Essi, dunque, prima dell’intervento devono essere adeguatamente formati per attivare nei superstiti le risorse personali necessarie per reagire al meglio alle conseguenze del trauma appena subito e per proteggere se stessi dagli effetti  traumatizzanti del proprio intervento di soccorso.
E’ da sottolineare che i volontari sono persone che quotidianamente svolgono interventi di solidarietà in caso di micro e macro emergenze. Questo fornisce loro un certo allenamento mentale ad affrontare situazione di elevato stress emotivo, che però non è sufficiente a metterli al riparo dai sintomi posttraumatici.
Infatti, consapevoli di ciò, gli stessi volontari avanzano la richiesta di essere aiutati ad affrontare il forte impatto emotivo a cui sono sottoposti  durante l'intervento di soccorso alle vittime delle calamità.
Durante il terremoto in Umbria del 1997 è stata esplicitata tanto dai volontari che dai soccorritori dei corpi istituzionali, forse per la prima volta nel nostro Paese, la richiesta di personale specializzato che potesse offrire un sostegno psicosociale alle persone colpite dall'emergenza e ai soccorritori stessi.
Più di ogni altro i soccorritori - siano essi appartenenti agli enti istituzionali preposti al soccorso siano essi volontari di protezione civile - sono consapevoli del fatto di essere impreparati a portare uno specifico soccorso psicosociale alle popolazioni colpite, e sentono di essere indifesi emotivamente di fronte alle situazioni drammatiche che in maniera prolungata devono sostenere.
E’ opinione condivisa in ambito scientifico che gli eventi calamitosi causino diversi disturbi psicologici (affettivi, comportamentali e psicosomatici).
Occorre, quindi, non dimenticare che l'emergenza di massa, la situazione di crisi in cui viene a trovarsi una comunità dopo il disastro, non è solo fisica ma anche psichica e sociale.
Immediatamente dopo la catastrofe, l'ansia dei soccorritori di rispondere a bisogni primari (come la sopravvivenza fisica delle vittime, il soccorso e la cura dei feriti, l'alimentazione, la protezione dalle intemperie dei sopravvissuti, ecc.) della popolazione colpita, porta a trascurare i bisogni psicologici: di risposta adeguata alle diverse manifestazioni psichiche alla catastrofe (ansia acuta, iperattività, paralisi emotiva ecc.), di sostegno umano ai feriti, di rapporto contenitivo con i sopravvissuti, di adattamento alle richieste delle fasce più fragili della popolazione colpita (bambini, anziani, handicappati), di aggregazione dei gruppi familiari.
ùIn realtà questi bisogni sono immediati e pressanti quanto quelli di tipo materiale, e se non vengono soddisfatti rischiano d’invalidare il lavoro dei soccorritori sul piano concreto e fisico, perché possono produrre gravi depressioni, comportamenti suicidari, angosce terrifiche che possono fare ammalare anche fisicamente i superstiti da catastrofe, aggravando così il numero delle vittime.
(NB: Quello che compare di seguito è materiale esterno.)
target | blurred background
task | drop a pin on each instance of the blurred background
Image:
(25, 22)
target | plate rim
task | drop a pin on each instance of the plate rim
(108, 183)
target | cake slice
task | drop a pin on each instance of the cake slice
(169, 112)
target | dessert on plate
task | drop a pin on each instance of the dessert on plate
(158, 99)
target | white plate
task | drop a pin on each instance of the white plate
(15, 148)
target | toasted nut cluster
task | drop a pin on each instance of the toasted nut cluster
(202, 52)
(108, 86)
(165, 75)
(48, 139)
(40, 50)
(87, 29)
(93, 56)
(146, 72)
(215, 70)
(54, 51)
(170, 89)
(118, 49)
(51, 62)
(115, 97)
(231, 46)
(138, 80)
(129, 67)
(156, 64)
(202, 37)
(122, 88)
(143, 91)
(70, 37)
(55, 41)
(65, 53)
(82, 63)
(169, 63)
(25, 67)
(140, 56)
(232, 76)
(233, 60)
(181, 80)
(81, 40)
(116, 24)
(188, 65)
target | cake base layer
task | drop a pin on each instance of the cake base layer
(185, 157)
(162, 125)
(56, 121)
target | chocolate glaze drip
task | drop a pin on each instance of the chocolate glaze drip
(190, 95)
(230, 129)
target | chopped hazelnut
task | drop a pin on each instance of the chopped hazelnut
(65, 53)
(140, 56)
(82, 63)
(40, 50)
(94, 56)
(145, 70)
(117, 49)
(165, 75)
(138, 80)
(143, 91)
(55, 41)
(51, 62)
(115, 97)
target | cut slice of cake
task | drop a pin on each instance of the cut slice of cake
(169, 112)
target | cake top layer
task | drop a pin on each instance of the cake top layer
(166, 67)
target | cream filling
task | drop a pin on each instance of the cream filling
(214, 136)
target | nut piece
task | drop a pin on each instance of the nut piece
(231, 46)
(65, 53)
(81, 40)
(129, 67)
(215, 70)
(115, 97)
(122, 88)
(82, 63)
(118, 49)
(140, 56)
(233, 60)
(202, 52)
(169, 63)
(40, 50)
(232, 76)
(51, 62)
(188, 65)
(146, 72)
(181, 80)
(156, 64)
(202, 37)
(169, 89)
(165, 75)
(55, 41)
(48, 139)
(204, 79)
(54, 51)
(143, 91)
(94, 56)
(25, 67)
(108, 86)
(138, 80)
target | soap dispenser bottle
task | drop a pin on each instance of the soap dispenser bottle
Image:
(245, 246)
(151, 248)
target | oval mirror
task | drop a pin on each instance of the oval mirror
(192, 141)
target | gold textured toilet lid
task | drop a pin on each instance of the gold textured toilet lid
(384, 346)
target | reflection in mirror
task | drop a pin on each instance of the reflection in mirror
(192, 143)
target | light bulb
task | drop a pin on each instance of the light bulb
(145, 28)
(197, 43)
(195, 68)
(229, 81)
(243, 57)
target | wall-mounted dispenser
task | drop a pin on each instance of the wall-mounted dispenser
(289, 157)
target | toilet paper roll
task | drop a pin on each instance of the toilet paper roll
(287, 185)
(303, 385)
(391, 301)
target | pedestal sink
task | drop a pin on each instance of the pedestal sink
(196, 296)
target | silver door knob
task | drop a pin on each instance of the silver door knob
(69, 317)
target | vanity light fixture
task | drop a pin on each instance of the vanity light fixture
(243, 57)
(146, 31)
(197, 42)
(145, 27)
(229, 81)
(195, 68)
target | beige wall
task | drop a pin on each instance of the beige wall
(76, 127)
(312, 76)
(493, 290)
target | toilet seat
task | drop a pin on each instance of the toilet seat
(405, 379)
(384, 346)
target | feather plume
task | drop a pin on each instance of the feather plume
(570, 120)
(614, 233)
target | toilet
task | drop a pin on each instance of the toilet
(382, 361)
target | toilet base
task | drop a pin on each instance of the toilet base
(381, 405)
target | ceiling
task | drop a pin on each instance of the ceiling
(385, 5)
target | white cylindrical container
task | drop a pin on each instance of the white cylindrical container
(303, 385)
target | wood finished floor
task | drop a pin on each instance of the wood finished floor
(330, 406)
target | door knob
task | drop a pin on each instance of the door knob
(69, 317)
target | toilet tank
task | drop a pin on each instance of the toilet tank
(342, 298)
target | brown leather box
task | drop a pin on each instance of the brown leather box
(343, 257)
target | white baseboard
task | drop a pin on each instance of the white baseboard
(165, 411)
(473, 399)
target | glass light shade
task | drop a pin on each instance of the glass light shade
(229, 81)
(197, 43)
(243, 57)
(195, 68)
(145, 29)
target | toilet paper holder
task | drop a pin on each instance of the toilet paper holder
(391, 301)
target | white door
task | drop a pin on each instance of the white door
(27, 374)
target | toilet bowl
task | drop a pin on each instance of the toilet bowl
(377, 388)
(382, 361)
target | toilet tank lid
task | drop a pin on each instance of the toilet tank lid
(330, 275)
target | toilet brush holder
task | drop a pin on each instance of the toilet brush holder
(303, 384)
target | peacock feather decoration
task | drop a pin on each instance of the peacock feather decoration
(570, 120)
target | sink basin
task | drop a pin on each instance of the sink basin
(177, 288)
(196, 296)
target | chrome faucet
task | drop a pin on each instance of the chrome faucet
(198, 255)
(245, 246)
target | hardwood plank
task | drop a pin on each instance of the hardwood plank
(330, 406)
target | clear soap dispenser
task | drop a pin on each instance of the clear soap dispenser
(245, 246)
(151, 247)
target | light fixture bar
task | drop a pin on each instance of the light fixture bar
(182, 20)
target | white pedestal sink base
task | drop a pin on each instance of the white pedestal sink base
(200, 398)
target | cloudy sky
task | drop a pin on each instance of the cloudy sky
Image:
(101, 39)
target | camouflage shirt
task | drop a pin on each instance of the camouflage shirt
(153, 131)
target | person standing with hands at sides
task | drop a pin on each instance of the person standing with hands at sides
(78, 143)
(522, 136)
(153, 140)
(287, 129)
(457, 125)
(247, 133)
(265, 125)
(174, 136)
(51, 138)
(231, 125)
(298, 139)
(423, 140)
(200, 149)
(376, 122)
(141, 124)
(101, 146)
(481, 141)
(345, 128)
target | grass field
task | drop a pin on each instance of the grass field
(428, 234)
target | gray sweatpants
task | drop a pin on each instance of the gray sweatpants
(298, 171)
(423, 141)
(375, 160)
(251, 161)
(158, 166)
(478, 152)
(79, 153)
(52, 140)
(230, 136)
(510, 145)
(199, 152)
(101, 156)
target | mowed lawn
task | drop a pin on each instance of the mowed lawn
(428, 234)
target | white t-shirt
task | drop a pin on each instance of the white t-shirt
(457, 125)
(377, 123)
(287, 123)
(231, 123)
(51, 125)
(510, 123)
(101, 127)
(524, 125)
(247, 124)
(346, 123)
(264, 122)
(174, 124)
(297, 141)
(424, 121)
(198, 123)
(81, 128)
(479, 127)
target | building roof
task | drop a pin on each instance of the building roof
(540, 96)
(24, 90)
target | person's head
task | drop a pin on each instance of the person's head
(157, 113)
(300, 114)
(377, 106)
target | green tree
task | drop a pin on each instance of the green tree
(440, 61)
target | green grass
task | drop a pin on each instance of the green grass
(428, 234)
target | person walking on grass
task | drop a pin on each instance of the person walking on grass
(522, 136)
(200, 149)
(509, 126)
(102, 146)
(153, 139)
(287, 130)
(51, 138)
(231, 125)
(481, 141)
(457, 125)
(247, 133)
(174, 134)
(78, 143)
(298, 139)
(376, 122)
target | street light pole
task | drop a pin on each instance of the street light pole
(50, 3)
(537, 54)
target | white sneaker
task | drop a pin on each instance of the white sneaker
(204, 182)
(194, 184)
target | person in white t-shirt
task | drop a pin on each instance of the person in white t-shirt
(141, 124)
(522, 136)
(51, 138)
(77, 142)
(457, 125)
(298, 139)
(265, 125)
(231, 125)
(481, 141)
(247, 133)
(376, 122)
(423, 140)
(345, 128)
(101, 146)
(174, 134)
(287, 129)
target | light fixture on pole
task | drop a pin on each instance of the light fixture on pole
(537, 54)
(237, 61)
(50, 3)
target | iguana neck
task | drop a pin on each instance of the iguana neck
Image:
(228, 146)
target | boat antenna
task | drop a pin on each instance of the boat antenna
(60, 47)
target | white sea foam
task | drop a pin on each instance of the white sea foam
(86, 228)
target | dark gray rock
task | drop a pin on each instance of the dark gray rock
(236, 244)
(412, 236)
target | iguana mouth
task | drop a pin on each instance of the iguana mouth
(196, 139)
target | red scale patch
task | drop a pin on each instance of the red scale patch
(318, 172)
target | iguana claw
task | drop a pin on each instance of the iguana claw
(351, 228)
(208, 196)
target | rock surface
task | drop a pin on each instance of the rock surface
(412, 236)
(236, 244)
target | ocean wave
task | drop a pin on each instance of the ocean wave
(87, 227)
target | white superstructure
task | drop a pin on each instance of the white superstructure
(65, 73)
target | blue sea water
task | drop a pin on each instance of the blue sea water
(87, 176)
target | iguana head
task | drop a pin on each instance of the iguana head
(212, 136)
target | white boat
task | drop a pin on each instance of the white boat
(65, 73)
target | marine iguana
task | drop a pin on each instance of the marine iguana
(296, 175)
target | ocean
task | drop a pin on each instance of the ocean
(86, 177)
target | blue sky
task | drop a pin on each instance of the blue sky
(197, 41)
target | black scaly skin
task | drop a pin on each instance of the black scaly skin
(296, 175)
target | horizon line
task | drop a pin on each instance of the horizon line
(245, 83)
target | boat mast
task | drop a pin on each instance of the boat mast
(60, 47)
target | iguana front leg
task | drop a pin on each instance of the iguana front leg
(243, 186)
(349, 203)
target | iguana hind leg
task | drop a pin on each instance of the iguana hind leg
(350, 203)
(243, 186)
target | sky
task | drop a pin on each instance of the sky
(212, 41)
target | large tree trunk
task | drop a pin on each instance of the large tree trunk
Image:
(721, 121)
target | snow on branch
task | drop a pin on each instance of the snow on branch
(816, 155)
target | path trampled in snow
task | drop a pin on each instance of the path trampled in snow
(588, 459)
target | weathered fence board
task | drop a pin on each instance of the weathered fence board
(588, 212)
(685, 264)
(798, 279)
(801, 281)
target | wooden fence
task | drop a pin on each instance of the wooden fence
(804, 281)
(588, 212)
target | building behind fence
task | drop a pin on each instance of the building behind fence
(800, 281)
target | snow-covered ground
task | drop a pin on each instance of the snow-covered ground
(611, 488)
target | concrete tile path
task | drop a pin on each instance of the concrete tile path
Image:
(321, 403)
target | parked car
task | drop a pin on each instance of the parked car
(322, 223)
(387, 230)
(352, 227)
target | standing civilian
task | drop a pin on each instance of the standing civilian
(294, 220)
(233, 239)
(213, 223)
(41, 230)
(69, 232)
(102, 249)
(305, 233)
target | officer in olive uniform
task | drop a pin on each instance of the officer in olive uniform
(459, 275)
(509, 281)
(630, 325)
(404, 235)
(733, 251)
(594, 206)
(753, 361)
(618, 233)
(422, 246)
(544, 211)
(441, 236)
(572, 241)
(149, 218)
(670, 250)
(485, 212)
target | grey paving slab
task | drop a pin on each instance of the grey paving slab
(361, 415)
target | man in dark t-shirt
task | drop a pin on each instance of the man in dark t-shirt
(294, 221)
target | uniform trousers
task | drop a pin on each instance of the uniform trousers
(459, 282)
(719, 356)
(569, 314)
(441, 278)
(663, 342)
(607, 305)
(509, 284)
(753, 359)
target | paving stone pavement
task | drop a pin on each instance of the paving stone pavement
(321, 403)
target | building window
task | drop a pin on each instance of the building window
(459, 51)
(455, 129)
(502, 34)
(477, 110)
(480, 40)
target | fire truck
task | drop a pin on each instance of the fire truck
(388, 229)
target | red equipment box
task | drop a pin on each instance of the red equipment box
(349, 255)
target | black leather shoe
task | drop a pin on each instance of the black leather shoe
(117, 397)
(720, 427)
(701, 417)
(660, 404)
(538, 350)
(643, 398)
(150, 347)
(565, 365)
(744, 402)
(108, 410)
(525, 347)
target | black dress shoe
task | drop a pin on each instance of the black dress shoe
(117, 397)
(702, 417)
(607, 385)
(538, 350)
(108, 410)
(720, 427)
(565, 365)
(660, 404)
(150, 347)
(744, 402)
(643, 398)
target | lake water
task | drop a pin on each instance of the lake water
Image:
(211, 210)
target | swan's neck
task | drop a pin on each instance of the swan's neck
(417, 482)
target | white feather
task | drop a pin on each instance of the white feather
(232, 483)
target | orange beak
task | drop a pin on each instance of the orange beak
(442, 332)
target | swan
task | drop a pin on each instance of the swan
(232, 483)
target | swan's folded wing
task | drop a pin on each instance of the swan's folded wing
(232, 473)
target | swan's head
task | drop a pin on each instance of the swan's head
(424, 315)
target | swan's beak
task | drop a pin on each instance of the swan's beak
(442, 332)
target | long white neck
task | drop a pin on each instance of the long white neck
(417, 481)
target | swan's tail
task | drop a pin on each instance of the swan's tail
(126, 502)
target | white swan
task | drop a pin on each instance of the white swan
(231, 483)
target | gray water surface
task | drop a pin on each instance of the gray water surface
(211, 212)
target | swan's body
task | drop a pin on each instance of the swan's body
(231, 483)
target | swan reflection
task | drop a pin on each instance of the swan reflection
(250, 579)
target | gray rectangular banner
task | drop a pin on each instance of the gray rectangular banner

I volontari e gli operatori del soccorso devono, dunque, essere messi in grado di svolgere adeguatamente questi compiti.
L'esperienza ha dimostrato che la presenza immediata, nei primi momenti della calamità, del volontariato di sostegno psicosociale rende possibile e facilita il rapporto con le persone, che grazie a questa presenza si sentono sostenute nell' immediato e nello steso tempo riconoscono il volontario come punto di riferimento autorevole durante e dopo l’emergenza. Quindi la presenza immediata nelle situazioni di calamità del volontariato di sostegno psicosociale, adeguatamente sostenuto da psicologi dell’emergenza, rappresenta il miglior antidoto contro lo svilupparsi di gravi sindromi posttraumatici.
Poter contare su un essere umano nel momento dello sconforto produce speranza e contrasta, di conseguenza, le reazioni di disperazione che inevitabilmente si possono attivare nel superstite.
La catastrofe produce tanto nelle vittime che nei soccorritori, quella sequela di gravi sintomi raccolti nella diagnosi del disturbo da stress post-traumatico.